= Hubert Ernest Newnham =

Ceylonese civil servant and politician

Hubert Ernest Newnham CMG BA (Oxon) (1886–1970) was a Ceylonese civil servant and politician.

Hubert Ernest Newnham was born on 1 October 1886 in Southampton, the son of Henry Sullivan Newnham. He was educated at the Junior School of Monkton Combe School, at Dean Close School, Gloucestershire and St John's College, Oxford.

Newnham joined the Ceylon Civil Service in November 1909. He also served in the Ceylon Light Infantry obtaining the rank of Captain in 1918.

He was the Principal Collector of Customs and Chairman of the Colombo Port Commission.
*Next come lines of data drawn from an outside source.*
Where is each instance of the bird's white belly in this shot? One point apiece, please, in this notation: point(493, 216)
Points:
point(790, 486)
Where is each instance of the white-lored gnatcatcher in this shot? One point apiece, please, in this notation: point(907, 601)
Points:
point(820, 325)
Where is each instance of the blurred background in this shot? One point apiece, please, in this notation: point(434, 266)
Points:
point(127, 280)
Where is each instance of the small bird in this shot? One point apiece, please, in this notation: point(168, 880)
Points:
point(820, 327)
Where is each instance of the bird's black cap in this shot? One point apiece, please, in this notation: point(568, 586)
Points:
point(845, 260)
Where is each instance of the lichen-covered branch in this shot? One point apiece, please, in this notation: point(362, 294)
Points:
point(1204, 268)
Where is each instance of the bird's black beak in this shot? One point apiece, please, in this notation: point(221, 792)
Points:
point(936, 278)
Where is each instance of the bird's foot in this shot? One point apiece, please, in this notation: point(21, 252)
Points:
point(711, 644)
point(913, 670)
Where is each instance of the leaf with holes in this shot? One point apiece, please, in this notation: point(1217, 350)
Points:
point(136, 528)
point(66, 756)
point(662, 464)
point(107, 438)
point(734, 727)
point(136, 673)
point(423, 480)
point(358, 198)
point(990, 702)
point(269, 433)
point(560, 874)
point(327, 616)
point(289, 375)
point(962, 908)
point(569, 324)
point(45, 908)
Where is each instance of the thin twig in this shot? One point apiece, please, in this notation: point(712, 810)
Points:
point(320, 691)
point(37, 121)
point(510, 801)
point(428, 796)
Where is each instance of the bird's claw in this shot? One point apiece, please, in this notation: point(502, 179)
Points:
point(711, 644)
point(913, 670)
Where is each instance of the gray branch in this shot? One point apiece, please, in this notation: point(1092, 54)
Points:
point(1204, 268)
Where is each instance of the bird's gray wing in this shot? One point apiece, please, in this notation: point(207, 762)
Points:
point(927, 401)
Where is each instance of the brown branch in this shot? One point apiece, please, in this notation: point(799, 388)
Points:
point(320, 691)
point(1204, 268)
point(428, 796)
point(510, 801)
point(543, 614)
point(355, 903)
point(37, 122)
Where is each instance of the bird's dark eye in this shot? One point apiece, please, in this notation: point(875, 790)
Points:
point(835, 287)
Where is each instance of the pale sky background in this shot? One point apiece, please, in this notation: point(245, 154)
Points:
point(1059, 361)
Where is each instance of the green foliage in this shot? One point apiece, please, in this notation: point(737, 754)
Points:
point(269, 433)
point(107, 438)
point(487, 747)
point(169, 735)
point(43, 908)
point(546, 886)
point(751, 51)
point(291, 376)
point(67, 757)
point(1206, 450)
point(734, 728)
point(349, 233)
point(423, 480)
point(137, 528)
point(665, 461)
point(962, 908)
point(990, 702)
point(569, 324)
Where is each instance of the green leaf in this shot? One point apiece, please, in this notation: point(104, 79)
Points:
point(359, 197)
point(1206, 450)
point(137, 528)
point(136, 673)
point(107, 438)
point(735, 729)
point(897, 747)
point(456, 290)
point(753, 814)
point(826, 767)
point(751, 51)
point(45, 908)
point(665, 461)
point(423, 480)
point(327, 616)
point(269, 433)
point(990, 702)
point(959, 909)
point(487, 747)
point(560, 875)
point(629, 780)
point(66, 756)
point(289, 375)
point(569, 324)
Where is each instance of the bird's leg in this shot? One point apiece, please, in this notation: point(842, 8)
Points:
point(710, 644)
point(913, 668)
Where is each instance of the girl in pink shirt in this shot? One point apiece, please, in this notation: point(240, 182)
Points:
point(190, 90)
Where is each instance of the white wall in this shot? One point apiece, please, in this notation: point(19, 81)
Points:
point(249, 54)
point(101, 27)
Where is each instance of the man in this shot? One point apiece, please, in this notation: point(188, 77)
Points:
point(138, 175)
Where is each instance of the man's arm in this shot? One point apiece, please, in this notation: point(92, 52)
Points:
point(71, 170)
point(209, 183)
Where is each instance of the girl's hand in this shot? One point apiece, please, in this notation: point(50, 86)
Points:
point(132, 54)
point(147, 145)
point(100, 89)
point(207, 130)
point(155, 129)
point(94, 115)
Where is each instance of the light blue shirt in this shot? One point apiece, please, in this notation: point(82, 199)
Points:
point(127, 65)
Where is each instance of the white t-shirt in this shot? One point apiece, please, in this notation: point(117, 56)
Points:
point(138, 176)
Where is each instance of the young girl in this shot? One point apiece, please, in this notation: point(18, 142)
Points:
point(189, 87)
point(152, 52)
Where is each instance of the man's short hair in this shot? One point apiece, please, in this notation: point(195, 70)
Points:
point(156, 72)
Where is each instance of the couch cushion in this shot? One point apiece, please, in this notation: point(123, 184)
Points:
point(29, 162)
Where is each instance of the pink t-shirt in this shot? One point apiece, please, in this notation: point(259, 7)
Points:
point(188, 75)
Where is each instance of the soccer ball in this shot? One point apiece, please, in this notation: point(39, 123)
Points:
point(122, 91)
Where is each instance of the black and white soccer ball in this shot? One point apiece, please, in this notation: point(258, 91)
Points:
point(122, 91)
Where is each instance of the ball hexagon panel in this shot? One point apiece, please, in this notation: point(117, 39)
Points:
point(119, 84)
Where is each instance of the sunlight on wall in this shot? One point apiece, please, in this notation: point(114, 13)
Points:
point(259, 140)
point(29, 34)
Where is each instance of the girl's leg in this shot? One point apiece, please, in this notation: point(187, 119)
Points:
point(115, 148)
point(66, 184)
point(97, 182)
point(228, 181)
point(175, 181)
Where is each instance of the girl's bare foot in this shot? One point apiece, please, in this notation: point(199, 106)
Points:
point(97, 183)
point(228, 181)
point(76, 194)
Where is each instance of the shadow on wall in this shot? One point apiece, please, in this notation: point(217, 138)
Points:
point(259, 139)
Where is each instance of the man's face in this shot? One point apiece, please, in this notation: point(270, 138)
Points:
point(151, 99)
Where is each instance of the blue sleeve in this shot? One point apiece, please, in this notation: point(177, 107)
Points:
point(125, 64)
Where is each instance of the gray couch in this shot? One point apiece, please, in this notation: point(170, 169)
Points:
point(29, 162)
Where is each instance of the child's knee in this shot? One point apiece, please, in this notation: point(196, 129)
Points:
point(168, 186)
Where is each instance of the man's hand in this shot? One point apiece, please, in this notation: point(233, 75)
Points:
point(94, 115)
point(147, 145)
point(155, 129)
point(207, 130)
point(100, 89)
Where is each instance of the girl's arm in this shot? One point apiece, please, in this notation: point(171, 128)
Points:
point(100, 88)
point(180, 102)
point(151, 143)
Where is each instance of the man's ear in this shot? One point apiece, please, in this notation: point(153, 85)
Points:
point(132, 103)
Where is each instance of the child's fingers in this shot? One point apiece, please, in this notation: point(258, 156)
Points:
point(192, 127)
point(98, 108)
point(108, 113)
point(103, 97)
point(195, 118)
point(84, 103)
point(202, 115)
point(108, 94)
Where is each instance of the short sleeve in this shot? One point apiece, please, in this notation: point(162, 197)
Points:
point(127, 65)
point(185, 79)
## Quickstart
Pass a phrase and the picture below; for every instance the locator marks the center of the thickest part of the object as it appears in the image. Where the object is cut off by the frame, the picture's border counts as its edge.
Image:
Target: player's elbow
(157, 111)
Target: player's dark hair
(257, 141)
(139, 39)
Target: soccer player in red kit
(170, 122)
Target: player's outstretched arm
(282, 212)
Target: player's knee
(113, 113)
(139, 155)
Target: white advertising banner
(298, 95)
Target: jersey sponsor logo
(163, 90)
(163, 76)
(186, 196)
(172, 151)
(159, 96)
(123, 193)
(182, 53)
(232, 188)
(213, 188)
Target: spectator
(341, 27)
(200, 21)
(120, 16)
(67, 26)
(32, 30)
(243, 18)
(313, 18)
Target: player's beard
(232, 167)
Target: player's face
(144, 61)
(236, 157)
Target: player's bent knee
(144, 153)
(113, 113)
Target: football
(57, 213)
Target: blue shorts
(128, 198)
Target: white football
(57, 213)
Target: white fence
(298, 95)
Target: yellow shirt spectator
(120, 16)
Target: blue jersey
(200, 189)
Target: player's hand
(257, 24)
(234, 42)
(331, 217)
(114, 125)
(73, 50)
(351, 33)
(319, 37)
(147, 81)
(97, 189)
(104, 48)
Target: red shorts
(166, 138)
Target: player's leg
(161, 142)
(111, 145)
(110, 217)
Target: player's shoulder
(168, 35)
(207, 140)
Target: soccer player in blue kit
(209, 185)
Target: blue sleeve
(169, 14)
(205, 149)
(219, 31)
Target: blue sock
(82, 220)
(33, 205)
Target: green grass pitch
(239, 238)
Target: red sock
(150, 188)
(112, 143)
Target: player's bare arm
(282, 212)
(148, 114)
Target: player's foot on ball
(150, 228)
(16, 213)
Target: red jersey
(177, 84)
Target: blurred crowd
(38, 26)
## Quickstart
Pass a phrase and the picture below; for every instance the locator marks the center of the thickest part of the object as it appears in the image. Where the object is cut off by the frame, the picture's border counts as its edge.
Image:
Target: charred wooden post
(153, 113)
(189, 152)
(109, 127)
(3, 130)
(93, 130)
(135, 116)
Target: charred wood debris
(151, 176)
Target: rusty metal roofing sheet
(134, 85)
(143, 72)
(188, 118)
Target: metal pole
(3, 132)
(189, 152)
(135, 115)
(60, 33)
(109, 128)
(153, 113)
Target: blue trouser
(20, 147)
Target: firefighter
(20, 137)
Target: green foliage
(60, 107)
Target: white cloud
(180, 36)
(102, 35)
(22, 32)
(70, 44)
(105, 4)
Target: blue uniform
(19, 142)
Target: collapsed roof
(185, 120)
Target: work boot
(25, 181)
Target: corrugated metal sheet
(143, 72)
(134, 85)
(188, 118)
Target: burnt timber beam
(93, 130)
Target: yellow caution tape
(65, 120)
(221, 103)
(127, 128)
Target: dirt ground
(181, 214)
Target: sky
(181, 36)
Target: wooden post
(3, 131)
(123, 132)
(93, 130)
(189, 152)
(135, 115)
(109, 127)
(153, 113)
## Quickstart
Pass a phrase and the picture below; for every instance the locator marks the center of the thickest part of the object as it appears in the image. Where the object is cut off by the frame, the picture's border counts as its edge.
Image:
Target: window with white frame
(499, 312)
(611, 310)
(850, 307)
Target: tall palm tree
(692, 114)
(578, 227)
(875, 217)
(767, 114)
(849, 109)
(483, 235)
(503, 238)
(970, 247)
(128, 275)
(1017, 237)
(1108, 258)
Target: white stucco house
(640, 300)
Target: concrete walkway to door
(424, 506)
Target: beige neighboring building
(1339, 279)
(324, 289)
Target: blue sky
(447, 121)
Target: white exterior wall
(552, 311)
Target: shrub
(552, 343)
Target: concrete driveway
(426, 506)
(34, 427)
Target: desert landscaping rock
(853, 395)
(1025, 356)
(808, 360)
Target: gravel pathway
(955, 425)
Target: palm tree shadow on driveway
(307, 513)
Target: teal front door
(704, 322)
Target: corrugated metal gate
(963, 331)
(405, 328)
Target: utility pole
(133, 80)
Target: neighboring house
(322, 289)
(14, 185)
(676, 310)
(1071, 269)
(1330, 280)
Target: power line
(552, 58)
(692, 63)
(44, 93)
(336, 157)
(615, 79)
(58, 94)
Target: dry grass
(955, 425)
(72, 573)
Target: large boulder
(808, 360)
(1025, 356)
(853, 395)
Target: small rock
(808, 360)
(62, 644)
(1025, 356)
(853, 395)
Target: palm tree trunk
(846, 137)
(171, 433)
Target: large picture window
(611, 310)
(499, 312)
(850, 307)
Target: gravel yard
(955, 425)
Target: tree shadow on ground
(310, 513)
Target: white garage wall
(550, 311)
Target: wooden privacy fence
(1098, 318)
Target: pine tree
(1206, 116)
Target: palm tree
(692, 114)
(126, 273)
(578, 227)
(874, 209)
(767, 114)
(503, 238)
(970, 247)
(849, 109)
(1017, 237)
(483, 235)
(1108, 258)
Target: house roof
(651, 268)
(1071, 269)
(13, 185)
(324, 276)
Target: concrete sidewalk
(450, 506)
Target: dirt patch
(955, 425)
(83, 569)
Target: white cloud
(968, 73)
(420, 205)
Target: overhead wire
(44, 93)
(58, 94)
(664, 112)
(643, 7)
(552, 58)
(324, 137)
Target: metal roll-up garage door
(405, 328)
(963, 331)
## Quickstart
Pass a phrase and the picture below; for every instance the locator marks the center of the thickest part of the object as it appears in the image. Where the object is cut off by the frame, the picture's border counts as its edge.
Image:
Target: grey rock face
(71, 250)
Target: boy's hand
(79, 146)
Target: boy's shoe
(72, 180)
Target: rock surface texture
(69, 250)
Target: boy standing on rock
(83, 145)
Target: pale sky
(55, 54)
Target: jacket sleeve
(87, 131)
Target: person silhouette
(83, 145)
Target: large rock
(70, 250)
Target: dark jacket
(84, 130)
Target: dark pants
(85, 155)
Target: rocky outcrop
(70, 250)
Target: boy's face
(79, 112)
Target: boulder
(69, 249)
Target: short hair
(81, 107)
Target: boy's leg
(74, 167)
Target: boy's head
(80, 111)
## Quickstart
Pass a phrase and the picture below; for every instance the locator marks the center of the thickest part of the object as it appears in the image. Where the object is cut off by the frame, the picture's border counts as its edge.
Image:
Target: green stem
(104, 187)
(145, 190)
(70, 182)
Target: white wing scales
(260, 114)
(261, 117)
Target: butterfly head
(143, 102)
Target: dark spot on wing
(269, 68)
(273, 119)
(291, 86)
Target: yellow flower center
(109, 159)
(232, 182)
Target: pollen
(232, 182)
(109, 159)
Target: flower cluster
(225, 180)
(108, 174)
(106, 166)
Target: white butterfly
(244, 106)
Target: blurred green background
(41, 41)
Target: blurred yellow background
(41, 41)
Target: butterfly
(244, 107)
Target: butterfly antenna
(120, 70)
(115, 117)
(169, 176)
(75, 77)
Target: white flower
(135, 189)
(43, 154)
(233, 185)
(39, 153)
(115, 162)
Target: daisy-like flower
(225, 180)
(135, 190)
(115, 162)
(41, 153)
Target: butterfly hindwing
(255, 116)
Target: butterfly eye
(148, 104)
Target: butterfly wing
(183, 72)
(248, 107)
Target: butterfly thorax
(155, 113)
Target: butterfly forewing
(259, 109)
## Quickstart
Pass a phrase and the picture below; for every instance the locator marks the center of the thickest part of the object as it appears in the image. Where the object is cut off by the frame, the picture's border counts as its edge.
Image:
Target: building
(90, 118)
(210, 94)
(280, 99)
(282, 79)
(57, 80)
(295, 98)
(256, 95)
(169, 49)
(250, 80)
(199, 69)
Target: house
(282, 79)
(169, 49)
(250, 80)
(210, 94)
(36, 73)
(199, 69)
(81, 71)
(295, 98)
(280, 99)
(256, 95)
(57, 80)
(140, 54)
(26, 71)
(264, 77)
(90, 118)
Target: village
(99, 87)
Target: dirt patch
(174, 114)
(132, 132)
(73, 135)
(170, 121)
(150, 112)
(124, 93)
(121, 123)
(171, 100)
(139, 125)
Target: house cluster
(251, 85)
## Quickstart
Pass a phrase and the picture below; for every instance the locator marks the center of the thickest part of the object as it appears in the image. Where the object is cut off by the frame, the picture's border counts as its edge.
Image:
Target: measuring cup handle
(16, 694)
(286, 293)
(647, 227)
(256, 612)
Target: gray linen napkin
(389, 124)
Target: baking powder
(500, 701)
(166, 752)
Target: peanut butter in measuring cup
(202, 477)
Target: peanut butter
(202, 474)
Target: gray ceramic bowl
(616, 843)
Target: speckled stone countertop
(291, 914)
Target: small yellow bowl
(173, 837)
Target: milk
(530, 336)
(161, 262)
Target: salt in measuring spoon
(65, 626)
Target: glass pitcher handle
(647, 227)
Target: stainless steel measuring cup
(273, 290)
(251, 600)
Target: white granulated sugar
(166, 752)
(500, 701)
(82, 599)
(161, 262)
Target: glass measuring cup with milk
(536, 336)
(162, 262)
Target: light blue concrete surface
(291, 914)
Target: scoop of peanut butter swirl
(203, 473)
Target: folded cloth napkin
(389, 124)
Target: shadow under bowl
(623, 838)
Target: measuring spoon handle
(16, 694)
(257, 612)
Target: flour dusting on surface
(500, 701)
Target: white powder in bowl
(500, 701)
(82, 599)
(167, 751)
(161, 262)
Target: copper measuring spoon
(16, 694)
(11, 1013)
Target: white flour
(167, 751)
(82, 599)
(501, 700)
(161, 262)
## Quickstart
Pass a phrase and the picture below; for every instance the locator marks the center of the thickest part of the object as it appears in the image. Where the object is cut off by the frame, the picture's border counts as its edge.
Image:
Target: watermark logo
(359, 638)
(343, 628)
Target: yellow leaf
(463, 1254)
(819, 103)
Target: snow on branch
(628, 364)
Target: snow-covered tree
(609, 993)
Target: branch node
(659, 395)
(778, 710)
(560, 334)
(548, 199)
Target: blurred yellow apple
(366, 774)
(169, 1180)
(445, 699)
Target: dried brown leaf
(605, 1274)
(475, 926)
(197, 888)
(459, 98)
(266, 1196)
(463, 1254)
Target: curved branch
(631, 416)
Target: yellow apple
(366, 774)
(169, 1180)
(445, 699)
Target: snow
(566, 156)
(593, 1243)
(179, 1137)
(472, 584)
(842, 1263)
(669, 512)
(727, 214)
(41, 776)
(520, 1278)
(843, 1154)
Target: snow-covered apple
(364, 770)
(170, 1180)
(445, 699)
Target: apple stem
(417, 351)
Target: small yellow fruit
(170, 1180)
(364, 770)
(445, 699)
He also was the President of the Colonial Civil Servants’ Association.

Newnham served as the Chairman of the Colombo Municipal Council from August 1924 to July 1931.

In the 1937 Coronation Honours he was awarded with the Companion of the Order of St Michael and St George.

He retired from the Civil Service in 1939 and was subsequently appointed as a member of the 2nd State Council of Ceylon on 6 March 1939, resigning the position on 18 May 1943.

Newnham married Mary Garneys née Latter (1900-1979), they had two daughters - Elisabeth Margaret (b.1931) and Audrey Garneys (1934-2005).